Genitori si diventa, sia come madri che come padri. Alla base sta una scelta di coppia che dipende da condizioni oggettive e soggettive in mutamento nel tempo. Mentre il legame tra madre e figli è una costante della storia dell’umanità, il coinvolgimento del padre è invece un fenomeno recente e in piena evoluzione. Padri con bambino sul passeggino in centro città o che fanno jogging con figlio nel marsupio, non sono più un elemento raro e bizzarro del paesaggio urbano. Non è però ancora la norma. Molti freni culturali continuano ad essere presenti. Non si tratta di fare il ”mammo” ma di arricchire lo sviluppo relazionale dei figli con le specificità dell’accudimento e dell’interazione paterna, che migliora sia lo sviluppo del bambino sia l’esperienza genitoriale maschile.
Per favorire tale cambiamento abbiamo bisogno di un welfare nuovo, ma anche di rappresentazioni nuove, meno stereotipate della realtà. Gli indicatori stessi attraverso cui osserviamo il mondo che cambia vanno forse ripensati. In particolare, la misura della fecondità attraverso il numero medio di figli “per donna” risulta sempre più inadeguata e inappropriata. Asseconda, infatti, l’idea che i figli siano una questione di donne e che essi, quindi, vadano fatti corrispondere solo alle madri. C’è una ragione metodologica che lo giustifica: una nascita è il diretto e riconoscibile esito di un parto. Ma la vera natura del processo riproduttivo contempla due genitori. Un modo per superare l’interpretazione asimmetrica fornita da tale indicatore è quello di considerarlo come proxy (misura indiretta) del numero medio di figli “per coppia”. Dire che l’Italia ha una fecondità poco sopra 1,2 figli per coppia (anziché per donna) aiuta anche a interpretare meglio l’informazione che porta tale valore sulla distanza dalla soglia di equilibrio tra generazioni (che corrisponde alla media di 2 figli per 2 genitori).

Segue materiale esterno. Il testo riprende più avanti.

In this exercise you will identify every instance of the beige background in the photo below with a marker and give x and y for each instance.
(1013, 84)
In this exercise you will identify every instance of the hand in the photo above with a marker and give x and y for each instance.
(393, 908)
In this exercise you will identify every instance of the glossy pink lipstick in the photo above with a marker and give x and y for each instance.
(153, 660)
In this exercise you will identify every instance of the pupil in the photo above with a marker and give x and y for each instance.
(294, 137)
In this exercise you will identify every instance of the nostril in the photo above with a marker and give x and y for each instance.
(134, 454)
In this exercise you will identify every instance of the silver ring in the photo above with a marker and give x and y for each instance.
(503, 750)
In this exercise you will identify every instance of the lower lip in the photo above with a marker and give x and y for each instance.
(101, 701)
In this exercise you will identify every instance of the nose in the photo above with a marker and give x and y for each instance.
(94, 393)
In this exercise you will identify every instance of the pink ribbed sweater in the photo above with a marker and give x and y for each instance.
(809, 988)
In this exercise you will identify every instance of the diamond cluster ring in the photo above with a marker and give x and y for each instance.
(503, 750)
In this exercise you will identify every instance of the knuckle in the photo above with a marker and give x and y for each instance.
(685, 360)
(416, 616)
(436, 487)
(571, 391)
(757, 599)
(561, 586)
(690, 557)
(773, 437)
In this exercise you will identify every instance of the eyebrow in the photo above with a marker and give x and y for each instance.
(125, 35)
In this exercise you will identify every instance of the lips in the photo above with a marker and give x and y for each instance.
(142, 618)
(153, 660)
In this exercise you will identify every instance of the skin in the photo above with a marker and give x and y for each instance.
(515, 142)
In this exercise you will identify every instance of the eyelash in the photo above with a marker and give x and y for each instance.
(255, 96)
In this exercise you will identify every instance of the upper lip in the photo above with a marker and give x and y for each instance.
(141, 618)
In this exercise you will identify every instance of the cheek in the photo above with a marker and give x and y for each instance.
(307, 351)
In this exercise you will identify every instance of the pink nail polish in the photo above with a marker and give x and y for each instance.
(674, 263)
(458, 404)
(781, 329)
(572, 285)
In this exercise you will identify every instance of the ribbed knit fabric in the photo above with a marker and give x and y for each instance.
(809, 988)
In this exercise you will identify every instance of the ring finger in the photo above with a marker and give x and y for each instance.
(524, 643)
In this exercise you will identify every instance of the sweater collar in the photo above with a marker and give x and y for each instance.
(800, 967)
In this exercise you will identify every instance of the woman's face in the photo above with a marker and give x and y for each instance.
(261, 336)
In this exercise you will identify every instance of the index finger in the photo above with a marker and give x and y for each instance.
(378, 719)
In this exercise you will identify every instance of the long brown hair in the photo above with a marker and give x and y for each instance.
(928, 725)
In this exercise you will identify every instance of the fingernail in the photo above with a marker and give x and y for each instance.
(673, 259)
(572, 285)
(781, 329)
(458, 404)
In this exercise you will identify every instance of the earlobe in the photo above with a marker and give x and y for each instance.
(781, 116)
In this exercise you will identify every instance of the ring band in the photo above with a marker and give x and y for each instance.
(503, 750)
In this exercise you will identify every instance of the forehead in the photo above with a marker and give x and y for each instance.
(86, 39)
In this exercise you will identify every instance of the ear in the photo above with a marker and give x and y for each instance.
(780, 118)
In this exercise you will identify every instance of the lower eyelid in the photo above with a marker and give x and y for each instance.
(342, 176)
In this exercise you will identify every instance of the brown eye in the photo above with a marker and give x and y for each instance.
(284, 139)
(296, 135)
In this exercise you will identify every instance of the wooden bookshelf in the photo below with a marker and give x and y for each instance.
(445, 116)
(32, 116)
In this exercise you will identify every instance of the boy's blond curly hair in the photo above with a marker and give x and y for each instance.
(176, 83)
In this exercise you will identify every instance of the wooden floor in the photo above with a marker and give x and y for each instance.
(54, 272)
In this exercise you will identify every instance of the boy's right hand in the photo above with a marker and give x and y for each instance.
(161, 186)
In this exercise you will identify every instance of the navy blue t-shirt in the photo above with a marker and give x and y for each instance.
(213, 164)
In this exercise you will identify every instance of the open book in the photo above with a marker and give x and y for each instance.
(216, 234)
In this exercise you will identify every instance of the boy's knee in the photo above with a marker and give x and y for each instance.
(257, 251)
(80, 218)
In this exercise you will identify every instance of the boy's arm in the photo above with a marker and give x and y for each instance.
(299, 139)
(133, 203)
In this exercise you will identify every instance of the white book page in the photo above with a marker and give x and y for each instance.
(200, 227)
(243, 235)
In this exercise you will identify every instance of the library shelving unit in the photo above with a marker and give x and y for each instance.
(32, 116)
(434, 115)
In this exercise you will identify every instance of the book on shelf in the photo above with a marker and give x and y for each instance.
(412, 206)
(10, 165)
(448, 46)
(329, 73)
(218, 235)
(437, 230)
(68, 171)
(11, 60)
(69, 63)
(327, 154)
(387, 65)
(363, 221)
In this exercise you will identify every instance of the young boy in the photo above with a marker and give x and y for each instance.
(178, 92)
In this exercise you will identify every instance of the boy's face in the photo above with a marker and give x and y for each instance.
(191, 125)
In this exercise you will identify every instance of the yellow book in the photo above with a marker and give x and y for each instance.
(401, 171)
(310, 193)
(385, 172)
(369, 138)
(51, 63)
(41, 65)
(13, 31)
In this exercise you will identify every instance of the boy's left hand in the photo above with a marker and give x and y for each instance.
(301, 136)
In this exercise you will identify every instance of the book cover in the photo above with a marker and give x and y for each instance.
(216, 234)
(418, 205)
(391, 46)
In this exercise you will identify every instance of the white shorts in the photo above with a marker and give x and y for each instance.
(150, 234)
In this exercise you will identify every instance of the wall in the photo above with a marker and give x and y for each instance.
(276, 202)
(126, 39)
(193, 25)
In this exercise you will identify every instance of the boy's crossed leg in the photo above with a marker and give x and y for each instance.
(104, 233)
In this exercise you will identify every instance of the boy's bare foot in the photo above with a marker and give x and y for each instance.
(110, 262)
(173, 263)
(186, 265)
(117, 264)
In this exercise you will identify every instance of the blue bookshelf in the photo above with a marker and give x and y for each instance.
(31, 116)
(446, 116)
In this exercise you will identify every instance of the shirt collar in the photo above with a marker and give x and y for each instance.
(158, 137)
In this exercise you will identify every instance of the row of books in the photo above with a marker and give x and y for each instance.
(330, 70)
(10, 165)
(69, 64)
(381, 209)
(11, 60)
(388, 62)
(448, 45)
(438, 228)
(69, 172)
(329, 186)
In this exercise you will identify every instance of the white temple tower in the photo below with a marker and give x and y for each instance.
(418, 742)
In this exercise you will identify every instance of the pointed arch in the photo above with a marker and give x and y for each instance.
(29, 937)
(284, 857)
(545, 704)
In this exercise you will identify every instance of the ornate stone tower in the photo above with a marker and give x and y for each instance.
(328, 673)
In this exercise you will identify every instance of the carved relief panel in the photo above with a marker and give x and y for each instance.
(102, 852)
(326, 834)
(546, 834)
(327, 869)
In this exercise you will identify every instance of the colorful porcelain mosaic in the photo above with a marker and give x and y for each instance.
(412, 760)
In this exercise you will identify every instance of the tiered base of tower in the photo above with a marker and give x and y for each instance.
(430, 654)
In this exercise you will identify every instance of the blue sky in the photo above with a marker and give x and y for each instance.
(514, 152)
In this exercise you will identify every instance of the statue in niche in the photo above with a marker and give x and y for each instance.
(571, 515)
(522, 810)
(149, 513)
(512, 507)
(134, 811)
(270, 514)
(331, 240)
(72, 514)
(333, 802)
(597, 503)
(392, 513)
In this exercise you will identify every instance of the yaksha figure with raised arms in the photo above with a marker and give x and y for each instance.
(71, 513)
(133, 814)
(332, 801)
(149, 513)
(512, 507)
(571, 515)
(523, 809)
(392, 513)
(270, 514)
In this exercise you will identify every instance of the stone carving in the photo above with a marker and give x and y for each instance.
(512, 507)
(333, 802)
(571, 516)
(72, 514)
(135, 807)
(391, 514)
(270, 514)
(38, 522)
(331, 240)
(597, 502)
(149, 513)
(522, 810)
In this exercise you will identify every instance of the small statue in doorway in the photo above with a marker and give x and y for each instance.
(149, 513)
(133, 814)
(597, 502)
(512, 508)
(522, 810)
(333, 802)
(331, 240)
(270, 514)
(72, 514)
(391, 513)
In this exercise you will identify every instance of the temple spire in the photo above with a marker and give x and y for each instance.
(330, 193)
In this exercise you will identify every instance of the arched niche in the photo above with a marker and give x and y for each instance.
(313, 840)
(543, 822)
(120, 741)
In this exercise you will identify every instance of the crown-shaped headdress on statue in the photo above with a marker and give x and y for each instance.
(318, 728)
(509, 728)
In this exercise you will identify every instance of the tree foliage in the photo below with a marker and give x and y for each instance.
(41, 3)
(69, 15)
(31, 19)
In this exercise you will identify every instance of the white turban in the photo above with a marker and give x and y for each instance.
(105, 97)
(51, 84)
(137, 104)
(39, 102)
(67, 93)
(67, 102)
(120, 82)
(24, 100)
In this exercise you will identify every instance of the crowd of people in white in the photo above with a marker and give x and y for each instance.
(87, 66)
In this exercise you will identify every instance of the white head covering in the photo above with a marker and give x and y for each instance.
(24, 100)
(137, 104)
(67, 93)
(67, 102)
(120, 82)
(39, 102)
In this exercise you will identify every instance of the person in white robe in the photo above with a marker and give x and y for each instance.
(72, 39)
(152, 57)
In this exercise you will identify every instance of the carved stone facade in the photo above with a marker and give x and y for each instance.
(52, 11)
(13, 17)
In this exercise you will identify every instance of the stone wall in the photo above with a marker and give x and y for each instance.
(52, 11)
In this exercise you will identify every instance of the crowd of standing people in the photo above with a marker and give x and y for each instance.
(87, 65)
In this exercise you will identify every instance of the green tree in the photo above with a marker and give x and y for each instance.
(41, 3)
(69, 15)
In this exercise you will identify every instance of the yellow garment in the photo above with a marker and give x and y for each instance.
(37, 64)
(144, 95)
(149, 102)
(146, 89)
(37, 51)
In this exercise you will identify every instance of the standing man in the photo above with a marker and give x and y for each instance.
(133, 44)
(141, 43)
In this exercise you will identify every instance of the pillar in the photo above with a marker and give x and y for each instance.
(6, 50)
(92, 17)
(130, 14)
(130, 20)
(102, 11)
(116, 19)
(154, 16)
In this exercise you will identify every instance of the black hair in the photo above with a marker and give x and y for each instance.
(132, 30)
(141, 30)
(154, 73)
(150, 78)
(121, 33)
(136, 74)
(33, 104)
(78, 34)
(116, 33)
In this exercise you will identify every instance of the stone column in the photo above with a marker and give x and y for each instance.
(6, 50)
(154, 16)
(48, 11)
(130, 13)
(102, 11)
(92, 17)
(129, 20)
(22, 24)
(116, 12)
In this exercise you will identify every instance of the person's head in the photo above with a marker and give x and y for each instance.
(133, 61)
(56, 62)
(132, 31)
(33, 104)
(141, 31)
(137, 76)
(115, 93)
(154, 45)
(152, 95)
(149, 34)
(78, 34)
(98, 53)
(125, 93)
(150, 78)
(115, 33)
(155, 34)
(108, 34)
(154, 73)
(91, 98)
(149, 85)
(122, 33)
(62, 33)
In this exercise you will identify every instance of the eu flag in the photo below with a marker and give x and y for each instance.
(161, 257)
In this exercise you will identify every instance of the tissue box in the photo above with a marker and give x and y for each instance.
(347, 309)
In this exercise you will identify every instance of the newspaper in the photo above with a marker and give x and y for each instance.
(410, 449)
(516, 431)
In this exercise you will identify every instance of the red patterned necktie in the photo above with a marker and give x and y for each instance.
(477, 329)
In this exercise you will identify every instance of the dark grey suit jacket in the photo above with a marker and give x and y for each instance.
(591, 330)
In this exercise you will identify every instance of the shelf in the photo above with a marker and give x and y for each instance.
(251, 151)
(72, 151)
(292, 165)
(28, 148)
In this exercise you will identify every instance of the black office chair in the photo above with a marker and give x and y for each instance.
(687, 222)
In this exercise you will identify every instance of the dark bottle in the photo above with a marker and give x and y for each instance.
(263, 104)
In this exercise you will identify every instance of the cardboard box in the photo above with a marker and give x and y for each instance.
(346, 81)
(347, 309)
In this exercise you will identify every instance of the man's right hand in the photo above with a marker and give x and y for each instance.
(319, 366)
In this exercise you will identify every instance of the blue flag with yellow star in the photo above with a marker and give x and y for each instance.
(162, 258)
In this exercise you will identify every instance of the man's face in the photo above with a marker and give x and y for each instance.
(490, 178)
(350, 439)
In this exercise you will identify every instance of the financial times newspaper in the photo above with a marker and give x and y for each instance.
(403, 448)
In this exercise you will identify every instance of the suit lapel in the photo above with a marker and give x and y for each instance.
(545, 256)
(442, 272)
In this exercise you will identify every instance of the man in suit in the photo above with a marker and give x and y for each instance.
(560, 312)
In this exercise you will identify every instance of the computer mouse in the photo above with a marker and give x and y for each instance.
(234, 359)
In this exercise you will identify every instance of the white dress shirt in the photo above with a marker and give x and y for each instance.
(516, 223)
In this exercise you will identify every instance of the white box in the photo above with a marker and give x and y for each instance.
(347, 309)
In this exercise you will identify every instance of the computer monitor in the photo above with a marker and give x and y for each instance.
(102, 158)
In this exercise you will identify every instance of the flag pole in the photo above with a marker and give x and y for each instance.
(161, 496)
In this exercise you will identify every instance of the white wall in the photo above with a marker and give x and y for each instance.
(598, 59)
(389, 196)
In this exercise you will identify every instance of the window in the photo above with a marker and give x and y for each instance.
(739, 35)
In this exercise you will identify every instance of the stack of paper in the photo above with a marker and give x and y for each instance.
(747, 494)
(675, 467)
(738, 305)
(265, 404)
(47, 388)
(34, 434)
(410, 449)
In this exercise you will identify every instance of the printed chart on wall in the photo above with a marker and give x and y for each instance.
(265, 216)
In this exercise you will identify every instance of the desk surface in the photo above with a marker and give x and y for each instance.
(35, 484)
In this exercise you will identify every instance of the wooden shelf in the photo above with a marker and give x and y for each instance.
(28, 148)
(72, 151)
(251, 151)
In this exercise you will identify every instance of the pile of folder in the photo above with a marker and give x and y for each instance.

Sul versante delle policy uno strumento per favorire il cambiamento culturale è il congedo di paternità interamente retribuito. Perché però definirlo “obbligatorio”? Non si tratta di imporlo ma di proporlo per i vantaggi estesi che ne derivano (sul rapporto tra padre e figli, sulla natalità, sull’occupazione femminile, sulla qualità del rapporto tra vita e lavoro che migliora anche la produttività) e favorendone in tale prospettiva un maggior utilizzo. In Italia la durata è quella minima indicata dall’Unione europea, pari a 10 giorni. L’estensione di cui c’è bisogno deve andare in due direzioni: avvicinare i padri alla durata delle madri, ma contestualmente anche mettere tutti i lavoratori nelle stesse condizioni di fruizione, indipendentemente da settore, dimensione dell’azienda e tipo di contratto.